American gospel singer and choir director (1927–1978)

Alex Bradford (January 23, 1927 – February 15, 1978) was an American gospel composer, singer, arranger and choir director, who was an influence on artists such as Little Richard, Bob Marley and Ray Charles, and who helped bring about the modern mass choir movement in gospel.

==Biography==

Born in Bessemer, Alabama, United States, he first appeared on stage at the age of four, then joined a children's gospel group at the age of 13, soon obtaining his own radio show.

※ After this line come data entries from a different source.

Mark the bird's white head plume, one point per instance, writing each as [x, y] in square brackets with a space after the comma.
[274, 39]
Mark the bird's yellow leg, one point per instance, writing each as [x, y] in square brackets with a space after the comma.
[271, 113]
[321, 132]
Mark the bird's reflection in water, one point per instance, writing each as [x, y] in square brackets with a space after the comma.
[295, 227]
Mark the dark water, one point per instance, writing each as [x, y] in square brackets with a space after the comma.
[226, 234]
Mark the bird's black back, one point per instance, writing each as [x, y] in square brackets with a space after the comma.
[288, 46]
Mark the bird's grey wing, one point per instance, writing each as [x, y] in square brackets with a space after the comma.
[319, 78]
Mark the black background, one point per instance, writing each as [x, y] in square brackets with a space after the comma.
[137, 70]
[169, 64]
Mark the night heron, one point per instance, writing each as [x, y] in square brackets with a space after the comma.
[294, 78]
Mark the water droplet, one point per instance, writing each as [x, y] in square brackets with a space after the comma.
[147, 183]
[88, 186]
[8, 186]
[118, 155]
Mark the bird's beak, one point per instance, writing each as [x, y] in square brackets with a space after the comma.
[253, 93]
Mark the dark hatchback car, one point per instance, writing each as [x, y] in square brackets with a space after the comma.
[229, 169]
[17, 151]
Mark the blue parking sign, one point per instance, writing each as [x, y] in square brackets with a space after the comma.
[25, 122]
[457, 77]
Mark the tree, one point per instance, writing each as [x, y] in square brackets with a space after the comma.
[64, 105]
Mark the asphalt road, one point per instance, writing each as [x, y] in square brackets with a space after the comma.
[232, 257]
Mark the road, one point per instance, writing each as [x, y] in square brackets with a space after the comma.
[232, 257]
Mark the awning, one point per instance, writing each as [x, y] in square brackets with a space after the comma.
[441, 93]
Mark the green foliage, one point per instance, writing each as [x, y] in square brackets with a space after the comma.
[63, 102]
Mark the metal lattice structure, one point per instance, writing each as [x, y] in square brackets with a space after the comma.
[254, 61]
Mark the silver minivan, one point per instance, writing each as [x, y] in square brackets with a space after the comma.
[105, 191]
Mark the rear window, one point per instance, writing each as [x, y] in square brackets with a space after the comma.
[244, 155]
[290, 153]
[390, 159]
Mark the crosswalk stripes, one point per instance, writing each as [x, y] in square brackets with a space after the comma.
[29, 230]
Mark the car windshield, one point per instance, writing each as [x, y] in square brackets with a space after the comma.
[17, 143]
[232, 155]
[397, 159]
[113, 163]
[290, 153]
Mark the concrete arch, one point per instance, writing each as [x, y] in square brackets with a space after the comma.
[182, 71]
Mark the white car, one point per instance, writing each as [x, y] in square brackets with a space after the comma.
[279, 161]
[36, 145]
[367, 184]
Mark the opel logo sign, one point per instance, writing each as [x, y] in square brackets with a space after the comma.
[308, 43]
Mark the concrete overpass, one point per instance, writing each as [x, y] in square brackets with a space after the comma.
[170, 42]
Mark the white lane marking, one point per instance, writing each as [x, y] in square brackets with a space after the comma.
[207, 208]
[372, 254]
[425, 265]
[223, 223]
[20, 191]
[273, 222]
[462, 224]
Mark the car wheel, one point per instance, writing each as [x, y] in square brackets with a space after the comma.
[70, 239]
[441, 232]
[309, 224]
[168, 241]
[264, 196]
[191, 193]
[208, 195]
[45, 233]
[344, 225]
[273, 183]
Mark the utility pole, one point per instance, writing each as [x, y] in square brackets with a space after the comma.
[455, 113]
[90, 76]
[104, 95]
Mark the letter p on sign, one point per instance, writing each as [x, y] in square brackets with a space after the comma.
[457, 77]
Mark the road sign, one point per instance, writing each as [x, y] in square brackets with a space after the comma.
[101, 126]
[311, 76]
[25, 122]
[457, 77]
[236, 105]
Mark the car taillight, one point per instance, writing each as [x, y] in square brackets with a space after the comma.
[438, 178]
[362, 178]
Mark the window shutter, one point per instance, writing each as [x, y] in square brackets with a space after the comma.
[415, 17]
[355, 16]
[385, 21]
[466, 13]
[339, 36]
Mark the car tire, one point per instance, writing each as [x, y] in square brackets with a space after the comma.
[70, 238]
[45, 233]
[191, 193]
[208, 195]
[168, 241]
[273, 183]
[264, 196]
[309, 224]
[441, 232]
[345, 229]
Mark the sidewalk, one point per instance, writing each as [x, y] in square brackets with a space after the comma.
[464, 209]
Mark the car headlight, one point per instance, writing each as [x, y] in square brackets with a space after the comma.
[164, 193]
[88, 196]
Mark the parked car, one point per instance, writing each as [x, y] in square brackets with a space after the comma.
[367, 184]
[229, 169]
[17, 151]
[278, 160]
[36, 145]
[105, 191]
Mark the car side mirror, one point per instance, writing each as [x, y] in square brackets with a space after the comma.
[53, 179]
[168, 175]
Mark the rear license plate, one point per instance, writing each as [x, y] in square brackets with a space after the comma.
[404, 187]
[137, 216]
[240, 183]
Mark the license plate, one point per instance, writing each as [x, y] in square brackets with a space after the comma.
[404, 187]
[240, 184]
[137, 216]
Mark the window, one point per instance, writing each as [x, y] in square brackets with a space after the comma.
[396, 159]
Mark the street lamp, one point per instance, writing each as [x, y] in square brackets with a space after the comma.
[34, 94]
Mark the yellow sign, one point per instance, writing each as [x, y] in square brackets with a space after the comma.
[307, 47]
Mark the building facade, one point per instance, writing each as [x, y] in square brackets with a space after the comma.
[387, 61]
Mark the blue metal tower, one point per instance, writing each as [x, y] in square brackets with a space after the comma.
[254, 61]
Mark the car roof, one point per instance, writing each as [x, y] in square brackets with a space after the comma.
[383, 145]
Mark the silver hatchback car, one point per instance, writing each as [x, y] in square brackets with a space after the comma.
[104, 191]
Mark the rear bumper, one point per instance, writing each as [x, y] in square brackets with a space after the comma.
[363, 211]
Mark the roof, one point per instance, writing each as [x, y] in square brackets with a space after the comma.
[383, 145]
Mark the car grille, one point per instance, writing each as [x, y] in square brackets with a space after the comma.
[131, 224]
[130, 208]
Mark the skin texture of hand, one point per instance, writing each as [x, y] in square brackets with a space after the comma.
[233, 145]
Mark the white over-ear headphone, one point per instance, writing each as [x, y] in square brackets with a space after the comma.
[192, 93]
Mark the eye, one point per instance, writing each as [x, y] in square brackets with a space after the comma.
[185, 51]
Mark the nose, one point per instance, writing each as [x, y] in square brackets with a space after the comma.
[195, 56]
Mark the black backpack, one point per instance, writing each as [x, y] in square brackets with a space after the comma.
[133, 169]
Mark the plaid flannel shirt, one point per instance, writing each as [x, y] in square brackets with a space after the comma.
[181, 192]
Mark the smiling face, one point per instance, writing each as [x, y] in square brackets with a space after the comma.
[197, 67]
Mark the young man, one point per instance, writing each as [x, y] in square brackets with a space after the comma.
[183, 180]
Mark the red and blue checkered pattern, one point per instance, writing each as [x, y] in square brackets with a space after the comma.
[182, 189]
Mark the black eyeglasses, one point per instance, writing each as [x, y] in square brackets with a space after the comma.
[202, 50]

He organized another group after his mother sent him to New York City following a racial incident; he continued singing after returning to attend the Snow Hill Institute in Snow Hill, Alabama, where he acquired the title "Professor" while teaching as a student.

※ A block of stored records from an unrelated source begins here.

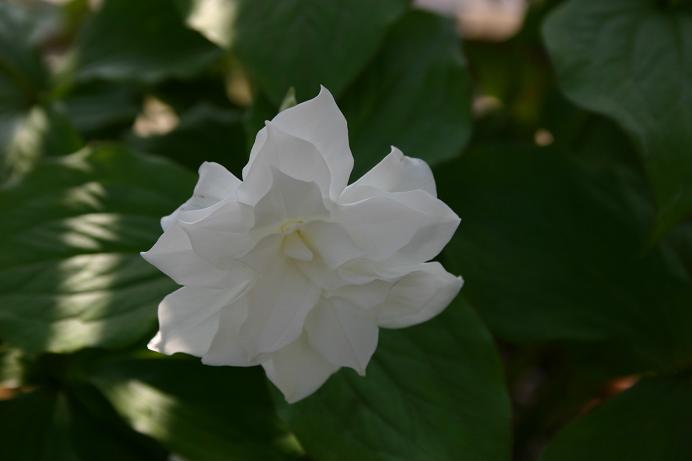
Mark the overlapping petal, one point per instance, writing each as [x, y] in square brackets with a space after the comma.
[395, 173]
[346, 335]
[292, 270]
[320, 123]
[189, 318]
[298, 370]
[413, 224]
[418, 296]
[288, 154]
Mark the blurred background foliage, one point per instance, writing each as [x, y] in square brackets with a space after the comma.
[560, 131]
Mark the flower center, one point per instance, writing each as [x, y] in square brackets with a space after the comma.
[290, 226]
[293, 244]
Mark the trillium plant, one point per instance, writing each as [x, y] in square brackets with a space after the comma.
[294, 269]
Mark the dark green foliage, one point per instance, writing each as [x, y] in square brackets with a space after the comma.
[577, 257]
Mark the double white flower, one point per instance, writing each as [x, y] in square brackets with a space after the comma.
[292, 269]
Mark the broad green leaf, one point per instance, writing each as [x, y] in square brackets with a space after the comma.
[204, 133]
[305, 43]
[552, 252]
[202, 413]
[27, 130]
[31, 135]
[415, 95]
[652, 420]
[143, 41]
[46, 425]
[22, 74]
[98, 108]
[432, 392]
[632, 60]
[70, 271]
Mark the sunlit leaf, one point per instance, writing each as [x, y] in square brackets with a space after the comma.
[48, 425]
[200, 412]
[432, 392]
[70, 271]
[143, 41]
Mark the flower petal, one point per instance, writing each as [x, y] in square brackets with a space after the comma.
[189, 318]
[414, 225]
[288, 198]
[418, 296]
[298, 370]
[395, 173]
[172, 254]
[344, 334]
[319, 122]
[227, 348]
[278, 303]
[215, 183]
[224, 235]
[331, 242]
[288, 154]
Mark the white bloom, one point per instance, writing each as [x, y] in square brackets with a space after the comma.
[292, 269]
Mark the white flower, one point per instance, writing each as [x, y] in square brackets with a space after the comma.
[292, 269]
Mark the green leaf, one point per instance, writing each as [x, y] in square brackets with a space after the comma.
[143, 41]
[27, 131]
[432, 392]
[28, 136]
[650, 421]
[415, 95]
[202, 413]
[70, 271]
[305, 43]
[632, 60]
[47, 425]
[22, 74]
[204, 133]
[552, 252]
[98, 108]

He moved to Chicago in 1947, where he worked briefly with Roberta Martin and toured with Mahalia Jackson, then struck out on his own with his own group, the Bradford Singers, followed by another group, the Bradford Specials. He recorded his first hit record, "Too Close To Heaven" (1954), billed as Professor Alex Bradford and the Bradford Specials, sold over one million copies, and was awarded a gold disc, then followed it with a number of other successes in the rest of the decade.

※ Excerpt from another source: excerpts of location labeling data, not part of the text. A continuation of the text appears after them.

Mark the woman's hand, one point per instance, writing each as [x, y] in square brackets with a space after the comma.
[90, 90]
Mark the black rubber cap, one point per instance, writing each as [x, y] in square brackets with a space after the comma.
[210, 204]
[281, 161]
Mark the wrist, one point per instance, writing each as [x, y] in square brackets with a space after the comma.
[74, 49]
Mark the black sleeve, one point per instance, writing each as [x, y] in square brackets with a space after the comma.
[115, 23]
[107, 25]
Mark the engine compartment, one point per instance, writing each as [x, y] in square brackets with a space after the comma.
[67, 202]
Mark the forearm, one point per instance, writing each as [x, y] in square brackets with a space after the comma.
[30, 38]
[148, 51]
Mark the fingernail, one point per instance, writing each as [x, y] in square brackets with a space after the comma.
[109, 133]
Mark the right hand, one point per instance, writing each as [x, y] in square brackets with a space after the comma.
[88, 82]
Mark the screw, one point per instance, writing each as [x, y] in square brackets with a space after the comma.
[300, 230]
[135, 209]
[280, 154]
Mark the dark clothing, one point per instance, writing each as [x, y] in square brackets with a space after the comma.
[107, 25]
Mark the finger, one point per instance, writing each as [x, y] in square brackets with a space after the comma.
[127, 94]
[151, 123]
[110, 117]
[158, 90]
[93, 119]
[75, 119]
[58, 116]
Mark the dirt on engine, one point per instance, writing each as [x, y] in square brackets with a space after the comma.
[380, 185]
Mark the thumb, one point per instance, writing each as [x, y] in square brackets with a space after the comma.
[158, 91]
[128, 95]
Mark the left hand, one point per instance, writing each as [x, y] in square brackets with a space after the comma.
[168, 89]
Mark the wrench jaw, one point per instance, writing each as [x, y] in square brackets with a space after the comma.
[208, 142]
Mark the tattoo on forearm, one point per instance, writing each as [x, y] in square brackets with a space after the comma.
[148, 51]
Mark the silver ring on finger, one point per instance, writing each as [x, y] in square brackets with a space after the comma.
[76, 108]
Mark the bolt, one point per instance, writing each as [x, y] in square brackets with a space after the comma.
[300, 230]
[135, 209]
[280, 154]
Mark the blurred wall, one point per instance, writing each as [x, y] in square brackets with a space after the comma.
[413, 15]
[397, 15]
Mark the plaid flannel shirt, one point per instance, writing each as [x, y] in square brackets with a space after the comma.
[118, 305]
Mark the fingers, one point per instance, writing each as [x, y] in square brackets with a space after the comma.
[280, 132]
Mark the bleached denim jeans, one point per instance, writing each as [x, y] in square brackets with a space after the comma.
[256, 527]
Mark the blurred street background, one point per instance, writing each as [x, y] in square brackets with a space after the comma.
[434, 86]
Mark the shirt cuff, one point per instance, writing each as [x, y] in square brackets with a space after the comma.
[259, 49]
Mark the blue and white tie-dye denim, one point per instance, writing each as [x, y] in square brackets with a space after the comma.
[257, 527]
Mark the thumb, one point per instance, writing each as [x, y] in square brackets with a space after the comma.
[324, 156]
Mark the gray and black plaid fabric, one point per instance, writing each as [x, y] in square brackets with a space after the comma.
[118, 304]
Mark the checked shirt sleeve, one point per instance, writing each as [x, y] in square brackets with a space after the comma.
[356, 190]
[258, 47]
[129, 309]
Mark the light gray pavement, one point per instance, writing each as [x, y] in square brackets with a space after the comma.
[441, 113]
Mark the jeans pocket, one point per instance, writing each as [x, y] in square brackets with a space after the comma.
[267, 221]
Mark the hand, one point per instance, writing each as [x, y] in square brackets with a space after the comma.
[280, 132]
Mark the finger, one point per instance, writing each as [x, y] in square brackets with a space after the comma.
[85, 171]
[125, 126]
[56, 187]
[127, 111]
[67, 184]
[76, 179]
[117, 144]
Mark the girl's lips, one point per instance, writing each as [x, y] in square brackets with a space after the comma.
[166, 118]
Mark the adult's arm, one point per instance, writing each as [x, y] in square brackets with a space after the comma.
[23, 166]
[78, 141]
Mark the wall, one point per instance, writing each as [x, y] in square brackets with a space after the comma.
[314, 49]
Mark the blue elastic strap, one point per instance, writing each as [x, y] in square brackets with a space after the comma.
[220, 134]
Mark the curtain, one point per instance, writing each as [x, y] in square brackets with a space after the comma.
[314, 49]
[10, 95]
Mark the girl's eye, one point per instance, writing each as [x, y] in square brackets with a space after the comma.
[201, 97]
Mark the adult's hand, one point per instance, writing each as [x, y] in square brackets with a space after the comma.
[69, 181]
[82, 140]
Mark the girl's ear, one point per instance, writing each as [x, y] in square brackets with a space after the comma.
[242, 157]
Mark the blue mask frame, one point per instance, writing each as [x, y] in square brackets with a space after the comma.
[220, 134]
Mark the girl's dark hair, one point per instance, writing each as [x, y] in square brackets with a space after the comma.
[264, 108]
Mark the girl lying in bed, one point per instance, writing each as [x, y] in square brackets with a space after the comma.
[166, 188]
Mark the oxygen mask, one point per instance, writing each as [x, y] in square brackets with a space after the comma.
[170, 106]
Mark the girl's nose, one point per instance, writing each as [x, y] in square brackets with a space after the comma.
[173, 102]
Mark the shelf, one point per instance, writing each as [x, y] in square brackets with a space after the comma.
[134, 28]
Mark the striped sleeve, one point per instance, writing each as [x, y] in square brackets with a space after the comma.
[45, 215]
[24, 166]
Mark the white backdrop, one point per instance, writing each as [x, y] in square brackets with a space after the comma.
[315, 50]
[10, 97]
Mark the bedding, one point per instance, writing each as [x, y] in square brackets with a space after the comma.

Artists such as Little Richard imitated Bradford's energetic style, ranging from a gravelly bass to a whooping falsetto, and his flamboyant stage presence. Ray Charles, for his part, not only borrowed some of Bradford's vocal mannerisms but based his Raelets on the Bradford Specials. His 1962 gospel song composition "Let the Lord Be Seen in Me", recorded for his One Step & Angel on Vacation album, was also recorded in 1964 by an emerging force in Jamaican music, Bob Marley & the Spiritual Sisters. Marley later adopted the Rastafarian faith, but along with his mother, at first he sang gospel in the local Shilo Apostolic Church.

Bradford provided narration and singing for a 1967 animated short film by Richard Williams Productions, entitled Sailor and the Devil.

In 1961, when his recording career was in decline, Bradford joined the cast of the off-Broadway show Black Nativity, based on the writings of Langston Hughes, which toured Europe in 1962. A member of the Alex Bradford Singers at that time was Madeline Bell, who settled in England after the show ended. Bradford appeared in Don't Bother Me, I Can't Cope, for which he won the Obie award in 1972.

==Death==
Alex Bradford died in Newark, New Jersey, at age 51 years old, in 1978 after a stroke. At the time of his death he was preparing the musical Your Arms Too Short to Box with God.